いろんなブランドさんのお手伝いをする時、もっとたくさんの人にこのブランドの商品と出会って好きになってもらいたいなと思いながらスペースの提案をしています。

私たちのようにメーカーさんやブランドさんをサポートする企業は、「お客様(ブランド)が成長したいと思っている」ということを前提にサービスを組み立てています。

もっとたくさんの人に知られて、気に入ってもらえて、売り上げが大きくなる。

これ自体は素晴らしいことですが、最近は「これくらいの規模でありたい」という明確なイメージをもつ重要性を感じています。

特に市場全体の成長が望めないこれからの時代、日本市場で戦うのであれば右肩上がりの成長はよっぽどがんばらなければ達成できません。

上を目指せばキリがなくて、そのためにはコストもかかるし、多額の投資も必要になります。
そして一度大きくなった規模は、なかなかサイズダウンさせられない。

だからこそ、戦略なしに「もっと、もっと」と求めてしまうとひょんなことから足もとをすくわれてしまうのではないかと思います。

もちろんサービスや商品を世の中に広く広めたい、世界で戦いたい!という上昇志向も必要です。

でも地元に根ざして目の届く範囲でじっくり育てていきたいとか、自分の納得いく商品だけを丁寧に届けたいとか、そういう"目標"だってあるはず。

「もっと売れるよ、大きくなれるよ」と声をかけてくれる人たちも悪気はないのですが、自分の意図しないかたちで大きくなると、結果として「こんなはずじゃなかった」となってしまいがちです。

例えばハンドメイド作家さんは、ある程度人気が出ると商業施設や百貨店から声がかかります。

しかしその時、一定数在庫を積まなければならなかったり人員を手配しなければならなかったり、ちょっと
だけ無理が必要になります。

そこで売れ残った商品は原則的に返品になりますし、もしアルバイトさんを雇っていたらその後のイベントを次々にこなしていかないと仕事を作ってあげられません。

普段より大幅に増えてしまった在庫をどうするか?余剰人員をどうするか?
そんな本来の作品づくりとはかけはなれた問題に頭を悩ますことになります。

そしてなにより昔から気に入ってくれていたお客様が離れていってしまうリスクもあります。

こうした状況を勝手に"ハンドメイドのジレンマ"と名付けているのですが、アットホームな手作りのぬくもり感が評価されて人気になったブランドが規模を大きくしようとすると、どうしても大量生産か他人の手を借りなければなりません。

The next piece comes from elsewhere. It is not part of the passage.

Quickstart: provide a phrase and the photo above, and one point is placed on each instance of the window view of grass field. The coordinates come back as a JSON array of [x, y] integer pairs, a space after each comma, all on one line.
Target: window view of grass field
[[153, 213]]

すると「あのブランド、なんか変わったね」とお客様が離れていってしまい、今度は大企業が運営する低単価・高品質なブランドと戦わなければならなくなる。

そこから先は血で血を洗うレッドオーシャンです。

そうなってはじめて「こんなはずじゃなかった…」と思っても、もう後戻りはできません。

だからこそ最初に「こうありたい」という理想のサイズをイメージしておき、自分たちの理想を超えたオファーに対しては断る勇気をもつことも重要だと思うんです。

断るとそれ以降オファーがこないかも…という不安に思うかもしれませんが、自分たちの規模に対して求められていることが大きすぎることを丁寧に説明すれば、よっぽど自分の成績のことしか考えていない担当者以外はちゃんとわかってくれるし、むしろしっかり自分の考えをもったブランドとして評価されることもあります。

いろんなテクノロジーが進化して、自分のブランドをもつことが簡単になった今だからこそ。

自分の理想とするサイズを意識して、自分の身は自分で守ることがますます重要になっていくように思います。

がっつり成長していきたい!目指せグローバル展開!という勢いのブランドさんにはそれだけの力をいれてスペースやポップアップショップの企画を考えたいし、ちょっとずつでも1人1人のお客様へ丁寧に商品を届けていきたいというブランドさんにはスペースオーナー様の人柄も含めてぴったりのスペースをご紹介していきたい。

ただやればいい、売れればいいではなくて、ブランドさんもその先のお客様も、そして私たち自身もハッピーになるやり方を一緒に模索していきたい。

そしてそのやり方は、ブランドの数だけあるはず。

私自身たくさんの引き出しを持てるように、日々精進していきたいと思います!